My teacher, Matthew Sweeney, said something during our last course in Bali that struck me. He said that research is empirically validating what yogis have known all along: yoga postures are good for health and well-being. Then, he said the thing that has stuck with me:
“Research has shown too that the benefits are in the simple postures. Doing advanced postures brings no more benefit and in fact, brings increased risk.”
This was a new perspective, if not new information. And yet, many practitioners – myself included – are drawn to complex (“advanced”) postures.
This makes it clear to me that we practice yoga postures for many reasons.
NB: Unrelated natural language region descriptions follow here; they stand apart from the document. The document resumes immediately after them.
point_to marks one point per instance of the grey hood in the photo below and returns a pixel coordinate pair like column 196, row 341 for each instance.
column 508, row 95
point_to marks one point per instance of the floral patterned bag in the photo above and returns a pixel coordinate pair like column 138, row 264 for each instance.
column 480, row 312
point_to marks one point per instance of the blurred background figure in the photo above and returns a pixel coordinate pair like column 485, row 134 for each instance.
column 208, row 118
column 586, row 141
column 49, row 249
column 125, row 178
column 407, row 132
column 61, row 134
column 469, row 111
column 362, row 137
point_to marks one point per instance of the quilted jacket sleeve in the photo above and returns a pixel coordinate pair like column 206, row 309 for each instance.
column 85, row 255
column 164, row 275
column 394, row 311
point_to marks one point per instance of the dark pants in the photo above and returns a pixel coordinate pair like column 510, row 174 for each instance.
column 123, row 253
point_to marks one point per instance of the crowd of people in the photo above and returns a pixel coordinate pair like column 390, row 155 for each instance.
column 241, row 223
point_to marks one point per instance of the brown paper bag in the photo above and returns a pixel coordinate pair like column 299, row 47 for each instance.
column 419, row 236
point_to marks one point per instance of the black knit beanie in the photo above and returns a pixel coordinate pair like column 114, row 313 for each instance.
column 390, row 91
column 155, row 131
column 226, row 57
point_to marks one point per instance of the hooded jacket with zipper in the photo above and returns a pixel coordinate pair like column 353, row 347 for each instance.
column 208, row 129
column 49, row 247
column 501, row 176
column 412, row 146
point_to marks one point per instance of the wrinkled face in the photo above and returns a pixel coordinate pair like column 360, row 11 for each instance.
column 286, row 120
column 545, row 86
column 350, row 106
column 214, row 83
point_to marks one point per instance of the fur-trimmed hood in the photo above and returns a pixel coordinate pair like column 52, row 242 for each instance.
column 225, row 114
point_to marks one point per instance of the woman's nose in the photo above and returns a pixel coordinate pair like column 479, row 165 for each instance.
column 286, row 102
Health is one, but there are benefits that complex postures (this being relative to each person – essentially meaning “challenging” in this context) can deliver, for those who choose to practice them.
Humans can be described as “anti-fragile” – a system that becomes stronger, not weaker, under stress. Challenge is necessary for growth and even maintenance and stability.
There is an elegance, art, and aesthetic component to practicing yoga postures. We express ourselves creatively, as both the artist and the medium.
Finally, there is an awareness and an analytical piece: complex postures are typically complicated and intricate. Indeed, the risk is greater – and therefore the awareness may need to be greater, the precision greater, and the depth of understanding of how to express the posture with your own body greater. Challenge can be a lens that magnifies, clarifies, and brings into focus complexities we would otherwise never comprehend.
Needless to say, simple and advanced postures are not mutually exclusive. Understanding our motivations and benefits gives us the leverage to tailor even the mental perspective with which we approach our yoga practice. The choice is yours.